Il protocollo ERAS (Enanced Recovery After Surgery) nasce alla fine del 1900 e tra le sue varie indicazioni, previste per migliorare gli outcome della persona assistita e il decorso post-operatorio, consiglia proprio la somministrazione di un drink 2 ore prima di un intervento. Tra i suoi scopi vi sono quelli di ottimizzare la riattivazione e la riabilitazione dei pazienti dopo un intervento chirurgico, una ripresa funzionale più precoce, una riduzione delle complicanze post-operatorie, una durata inferiore della degenza con costi sanitari contenuti.

Anche le linee guida ASA (American Society of Anesthesiologists) rendono più flessibili le indicazioni riguardanti il digiuno, consigliando la somministrazione di liquidi chiari 2 ore prima dell’intervento e l’assunzione di un pasto leggero 6 ore prima dell’induzione.
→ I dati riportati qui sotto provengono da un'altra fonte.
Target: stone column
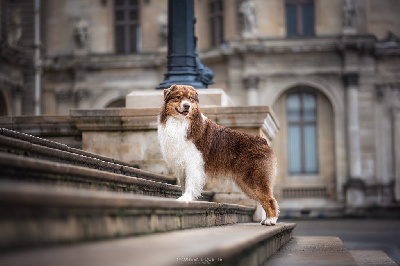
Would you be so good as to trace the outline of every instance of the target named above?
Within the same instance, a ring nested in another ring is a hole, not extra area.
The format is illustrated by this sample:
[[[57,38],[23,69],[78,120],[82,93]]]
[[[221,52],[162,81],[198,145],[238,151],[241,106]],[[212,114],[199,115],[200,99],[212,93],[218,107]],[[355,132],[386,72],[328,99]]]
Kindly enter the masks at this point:
[[[360,126],[358,115],[358,74],[344,76],[347,95],[347,158],[349,179],[346,184],[346,204],[358,207],[364,204],[364,182],[361,179]]]
[[[259,105],[258,101],[258,83],[260,79],[256,76],[250,76],[243,79],[244,87],[247,90],[247,105]]]
[[[395,198],[400,201],[400,109],[393,114],[394,122],[394,175],[395,175]]]
[[[347,137],[350,178],[361,177],[360,123],[358,116],[358,74],[345,76],[347,89]]]

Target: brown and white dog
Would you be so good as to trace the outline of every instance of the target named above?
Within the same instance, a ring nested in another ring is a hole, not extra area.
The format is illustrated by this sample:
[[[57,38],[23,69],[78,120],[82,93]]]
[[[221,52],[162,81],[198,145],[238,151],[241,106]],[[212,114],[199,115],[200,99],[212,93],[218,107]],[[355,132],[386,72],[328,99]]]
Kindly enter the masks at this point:
[[[275,225],[278,204],[273,196],[277,160],[265,139],[217,125],[205,117],[192,86],[164,90],[158,116],[161,153],[182,186],[182,201],[201,195],[205,179],[231,177],[244,193],[261,203]]]

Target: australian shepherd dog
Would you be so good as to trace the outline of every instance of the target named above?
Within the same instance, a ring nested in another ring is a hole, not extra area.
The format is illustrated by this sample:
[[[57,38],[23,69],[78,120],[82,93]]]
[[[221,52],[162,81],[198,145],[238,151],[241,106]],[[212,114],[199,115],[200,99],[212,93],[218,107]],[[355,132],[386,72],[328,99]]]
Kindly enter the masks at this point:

Dalla letteratura emerge dunque che, per i pazienti che abbiano uno o più fattori di rischio per aspirazione polmonare quali l’obesità, l’ernia iatale, le patologie testa-collo, le patologie gastrointestinali, non vi sono ancora delle raccomandazioni sicure per abolire il digiuno preoperatorio. Sarà l’anestesista, quindi, a valutare caso per caso.

Nel nulla per os appare chiaro che gli svantaggi superano i vantaggi e la somministrazione di un drink a base di carboidrati può migliorare gli outcome post-operatori, ridurre l’insulino-resistenza e migliorare il benessere dell’assistito.